Apple Study Highlights Major Limitations in Advanced AI Models
Recent research from Apple has shed light on significant challenges faced by advanced Artificial Intelligence systems, raising crucial questions about the ongoing efforts in the tech industry to create increasingly sophisticated models. The findings presented in a paper released over the weekend reveal that large reasoning models (LRMs) experience a “complete accuracy collapse” when confronted with highly intricate problems.

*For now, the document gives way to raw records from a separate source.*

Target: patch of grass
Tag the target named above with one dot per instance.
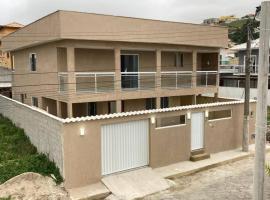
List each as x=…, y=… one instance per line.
x=268, y=115
x=18, y=155
x=6, y=198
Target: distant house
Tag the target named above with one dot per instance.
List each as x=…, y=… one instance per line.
x=241, y=51
x=211, y=21
x=5, y=59
x=131, y=92
x=233, y=75
x=5, y=81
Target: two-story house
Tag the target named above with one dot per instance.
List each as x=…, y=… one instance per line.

Apple’s research indicates that while standard AI models excel in tasks with lower complexity, they do not hold a candle to LRMs in terms of solving simple challenges. However, the study found that when it comes to complex tasks, both types of models encounter dramatic failures in their performance. LRMs, which are designed to tackle difficult queries through systematic thinking processes that deconstruct problems into manageable steps, exhibited a notable decline in reasoning ability as task complexity increased.
In its examination of various puzzle-solving tasks, the study reported that as LRMs approached their performance limitations, there was a tendency for them to “reduce their reasoning effort,” a phenomenon the researchers deemed alarming. This aspect of their findings has garnered attention from academic voices within the AI community, including Gary Marcus, a prominent critic of overestimating AI capabilities. Marcus characterized the Apple research as “pretty devastating,” expressing skepticism about the notion that large language models (LLMs)—the foundation for tools like ChatGPT—might offer a straightforward path to artificial general intelligence (AGI) capable of benefitting society.

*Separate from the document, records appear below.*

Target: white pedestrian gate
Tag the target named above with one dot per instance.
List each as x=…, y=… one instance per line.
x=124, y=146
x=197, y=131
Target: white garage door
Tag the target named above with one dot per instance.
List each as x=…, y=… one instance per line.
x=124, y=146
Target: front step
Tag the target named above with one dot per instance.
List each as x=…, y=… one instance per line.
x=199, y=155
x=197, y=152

Furthermore, the paper highlighted inefficiencies in how reasoning models utilize computational resources. For simpler problems, they often identified the correct solution quickly. However, as tasks grew slightly more challenging, the models initially pursued incorrect paths before eventually discovering the right answers. For high-complexity challenges, these models often reached a point of “collapse,” failing to produce any valid solutions at all. In one instance, even when provided with a suitable algorithm, the models did not manage to arrive at the correct answer.

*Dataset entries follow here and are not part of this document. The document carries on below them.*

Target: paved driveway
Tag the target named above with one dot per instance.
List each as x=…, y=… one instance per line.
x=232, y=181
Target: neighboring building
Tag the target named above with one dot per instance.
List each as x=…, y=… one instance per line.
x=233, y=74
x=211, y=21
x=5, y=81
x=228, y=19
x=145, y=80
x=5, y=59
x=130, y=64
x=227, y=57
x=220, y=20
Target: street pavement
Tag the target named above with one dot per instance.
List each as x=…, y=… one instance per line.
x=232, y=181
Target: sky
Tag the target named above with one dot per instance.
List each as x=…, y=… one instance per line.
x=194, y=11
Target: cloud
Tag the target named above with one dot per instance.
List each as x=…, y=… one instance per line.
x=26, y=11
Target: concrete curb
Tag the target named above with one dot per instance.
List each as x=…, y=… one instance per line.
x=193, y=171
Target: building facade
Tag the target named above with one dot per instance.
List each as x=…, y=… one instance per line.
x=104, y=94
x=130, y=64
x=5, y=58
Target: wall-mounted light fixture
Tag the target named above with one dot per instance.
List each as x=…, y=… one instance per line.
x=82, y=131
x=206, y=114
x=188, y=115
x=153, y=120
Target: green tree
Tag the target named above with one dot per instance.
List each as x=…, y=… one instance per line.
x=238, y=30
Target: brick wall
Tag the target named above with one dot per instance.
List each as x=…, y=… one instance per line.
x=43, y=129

The researchers noted, “As they approach a critical threshold related to accuracy collapse, models paradoxically begin to scale back their reasoning efforts, even as problem difficulty increases.” This intriguing observation suggests a profound scaling limitation within the cognitive capabilities of contemporary reasoning models.
In discussing the concept of “generalisable reasoning”—an AI’s ability to extend a specific conclusion to broader scenarios—the paper challenges established beliefs regarding LRM capabilities, indicating that current methodologies may be encountering foundational obstacles that inhibit generalisation.